Mission computers typically service many disparate slow-rate I/O signals. These do not require high clock rate processors but can benefit from reduced complexity by processing the signals independently of each other in separate threads. In this case, more cores and more threads running at a slower clock rate is better suited for this application.

Video Processing


In contrast to the varied need of a mission processor, video processing applications usually input a finite number of the same type of video sources (1 to 4 HD-SDI cameras, for example).

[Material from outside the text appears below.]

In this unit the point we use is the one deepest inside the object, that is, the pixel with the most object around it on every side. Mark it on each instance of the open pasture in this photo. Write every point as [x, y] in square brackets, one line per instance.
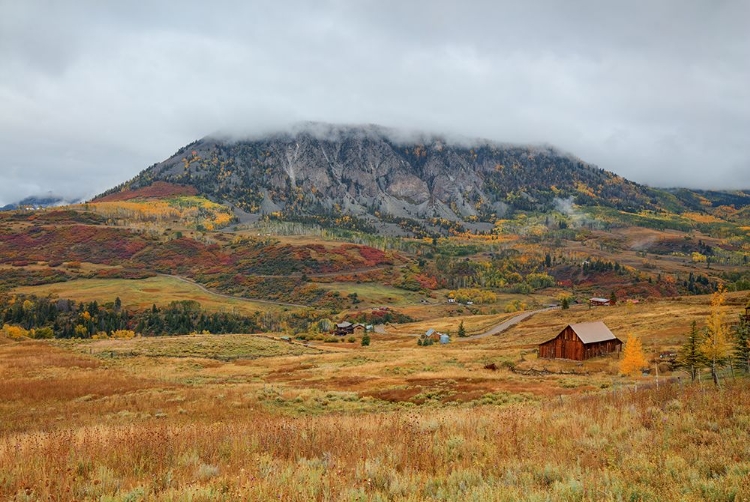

In addition, due to the vast amount of data that can be generated by a high-speed front-end video stream, many pre-processing, filtering and compression techniques are often performed in order to make the data more presentable to operators and easier to archive to storage. Of course, processing of any type of video, imagery or signal data comes at a cost in terms of additional compute power required. Higher clock rate processors are chosen for the video processor version of the XSR.

This type of processing requires very high clock rate main processors to manage the large amounts of data. Compression can benefit from a faster single-threaded processor as some compression algorithms are not well suited to a multi-core / multi-threaded approach. However, other image processing algorithms benefit greatly from using GPGPU offload engine capability where the data can be processed in a parallel fashion in dedicated multicore graphics processors.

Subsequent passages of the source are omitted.